Rita Banerjee is an Assistant Professor of Creative Writing and Director of the MFA Program for Writers at Warren Wilson College. She is the author of the poetry collections Echo in Four Beats, which was named one of Book Riot’s “Must-Read Poetic Voices of Split This Rock 2018,” and Cracklers at Night. She is also editor of CREDO: An Anthology of Manifestos and Sourcebook for Creative Writing, and author of the novella “A Night with Kali” in Approaching Footsteps. She received her doctorate in Comparative Literature from Harvard University and her MFA in Creative Writing from the University of Washington, and her work appears in Academy of American Poets, Poets & Writers, PANK, Nat. Brut., Hunger Mountain, Tupelo Quarterly, Isele Magazine, Los Angeles Review of Books, VIDA, Vermont Public Radio, and elsewhere. She serves as Editor-at-Large of the South Asian Avant-Garde and Executive Creative Director of the Cambridge Writers’ Workshop, and she is the co-writer and co-director of Burning Down the Louvre, a forthcoming documentary film about race, intimacy, and tribalism in the United States and in France. She received a 2021-2022 Creation Grant from the Vermont Arts Council for her new memoir and manifesto on female cool, and one of the opening chapters of this new memoir, “Birth of Cool” was a Notable Essay in the 2020 Best American Essays, and another chapter from her new memoir, “The Female Gaze,” was a Notable Essay in the 2023 Best American Essays.

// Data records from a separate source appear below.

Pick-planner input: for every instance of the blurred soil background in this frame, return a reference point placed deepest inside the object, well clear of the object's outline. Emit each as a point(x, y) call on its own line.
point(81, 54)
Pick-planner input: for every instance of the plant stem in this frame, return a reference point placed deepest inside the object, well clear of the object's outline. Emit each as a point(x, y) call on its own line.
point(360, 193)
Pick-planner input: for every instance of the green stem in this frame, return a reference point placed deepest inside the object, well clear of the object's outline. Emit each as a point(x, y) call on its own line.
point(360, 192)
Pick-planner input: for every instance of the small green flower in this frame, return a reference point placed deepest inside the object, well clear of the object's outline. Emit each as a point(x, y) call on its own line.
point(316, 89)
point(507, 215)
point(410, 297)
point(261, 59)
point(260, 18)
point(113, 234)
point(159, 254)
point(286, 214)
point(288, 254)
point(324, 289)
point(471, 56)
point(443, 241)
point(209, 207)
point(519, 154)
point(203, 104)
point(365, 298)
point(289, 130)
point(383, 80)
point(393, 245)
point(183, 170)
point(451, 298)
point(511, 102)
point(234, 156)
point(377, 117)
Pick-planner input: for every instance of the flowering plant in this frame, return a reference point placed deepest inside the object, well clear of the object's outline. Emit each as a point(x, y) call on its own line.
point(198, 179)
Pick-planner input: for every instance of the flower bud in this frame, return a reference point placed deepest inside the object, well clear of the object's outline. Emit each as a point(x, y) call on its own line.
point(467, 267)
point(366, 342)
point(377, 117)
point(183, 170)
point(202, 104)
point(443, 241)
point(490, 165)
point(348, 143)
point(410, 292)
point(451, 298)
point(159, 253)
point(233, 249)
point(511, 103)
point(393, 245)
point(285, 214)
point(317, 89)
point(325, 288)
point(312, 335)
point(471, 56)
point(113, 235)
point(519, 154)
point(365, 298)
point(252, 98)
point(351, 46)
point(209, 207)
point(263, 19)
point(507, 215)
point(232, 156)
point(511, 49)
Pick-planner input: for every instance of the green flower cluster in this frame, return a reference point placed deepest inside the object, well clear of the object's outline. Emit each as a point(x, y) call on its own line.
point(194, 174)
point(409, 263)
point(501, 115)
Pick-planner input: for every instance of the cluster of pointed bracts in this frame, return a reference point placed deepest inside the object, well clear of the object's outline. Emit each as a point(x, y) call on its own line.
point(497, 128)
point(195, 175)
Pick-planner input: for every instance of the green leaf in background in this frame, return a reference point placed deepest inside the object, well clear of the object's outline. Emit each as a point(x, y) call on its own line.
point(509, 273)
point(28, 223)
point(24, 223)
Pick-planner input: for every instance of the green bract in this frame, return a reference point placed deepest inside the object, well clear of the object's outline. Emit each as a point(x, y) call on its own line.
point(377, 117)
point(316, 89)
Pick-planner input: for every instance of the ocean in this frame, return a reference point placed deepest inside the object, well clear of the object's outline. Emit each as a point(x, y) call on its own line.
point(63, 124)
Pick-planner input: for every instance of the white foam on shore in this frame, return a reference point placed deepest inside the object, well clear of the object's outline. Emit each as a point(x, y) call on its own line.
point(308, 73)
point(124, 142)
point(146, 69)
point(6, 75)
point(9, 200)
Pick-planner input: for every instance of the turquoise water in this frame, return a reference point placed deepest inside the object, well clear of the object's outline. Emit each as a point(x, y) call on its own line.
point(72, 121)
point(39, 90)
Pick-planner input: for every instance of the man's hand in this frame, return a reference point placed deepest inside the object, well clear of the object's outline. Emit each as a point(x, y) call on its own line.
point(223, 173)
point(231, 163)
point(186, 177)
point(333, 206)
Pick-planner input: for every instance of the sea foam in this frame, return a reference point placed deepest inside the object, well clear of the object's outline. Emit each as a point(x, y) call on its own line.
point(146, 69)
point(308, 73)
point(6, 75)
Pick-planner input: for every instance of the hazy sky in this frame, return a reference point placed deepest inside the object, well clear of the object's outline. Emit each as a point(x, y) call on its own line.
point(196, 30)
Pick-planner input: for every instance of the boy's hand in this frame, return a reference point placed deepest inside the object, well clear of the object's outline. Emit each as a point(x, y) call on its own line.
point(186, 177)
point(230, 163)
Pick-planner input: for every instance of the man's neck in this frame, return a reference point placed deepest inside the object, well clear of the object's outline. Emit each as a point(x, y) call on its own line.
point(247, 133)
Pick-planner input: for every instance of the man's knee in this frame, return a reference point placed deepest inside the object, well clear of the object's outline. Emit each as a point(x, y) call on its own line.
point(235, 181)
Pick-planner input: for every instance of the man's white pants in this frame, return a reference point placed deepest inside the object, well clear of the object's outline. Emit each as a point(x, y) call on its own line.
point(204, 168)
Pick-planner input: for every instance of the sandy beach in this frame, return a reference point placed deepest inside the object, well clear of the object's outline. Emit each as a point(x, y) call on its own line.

Megan Pinto’s debut collection, Saints of Little Faith, is forthcoming with Four Way Books in September 2024. The winner of the 2023 Halley Prize from the Massachusetts Quarterly Review, Megan’s poems can be found or are forthcoming in the Los Angeles Review of BooksGuernicaPloughsharesLit Hub, and elsewhere. Megan has received scholarships and fellowships from the Bread Loaf Writers’ Conference, the Martha’s Vineyard Institute of Creative Writing, the Port Townsend Writers’ Conference, Storyknife, The Peace Studio and an Amy Award from Poets & Writers.  She lives in Brooklyn and holds an MFA in Poetry from Warren Wilson. (photo by Beowulf Sheehan)

Connie Voisine is the author of  The Bower, a book-length poem about her family’s time in Belfast, Northern Ireland. Her previous books, Calle Florista, and Rare High Meadow of Which I Might Dream are also published by University of Chicago Press. Rare High Meadow was a finalist for the Los Angeles Times Book Award. Her first book, Cathedral of the North, won the Associated Writing Program’s Award in Poetry. Her chapbook, And God Created Women, was published by Bull City Press. She has poems published in The New Yorker, Poetry Magazine, and elsewhere. Her work was featured at The Lab at Belmar, a museum show pairing prehistoric stone tools with poems. Educated at Yale University, University of California at Irvine, and University of Utah, Voisine teaches in the creative writing program at New Mexico State University and lives in New Mexico and Chicago. Voisine was a Fulbright Fellow in the School of English at Queen’s University in 2012.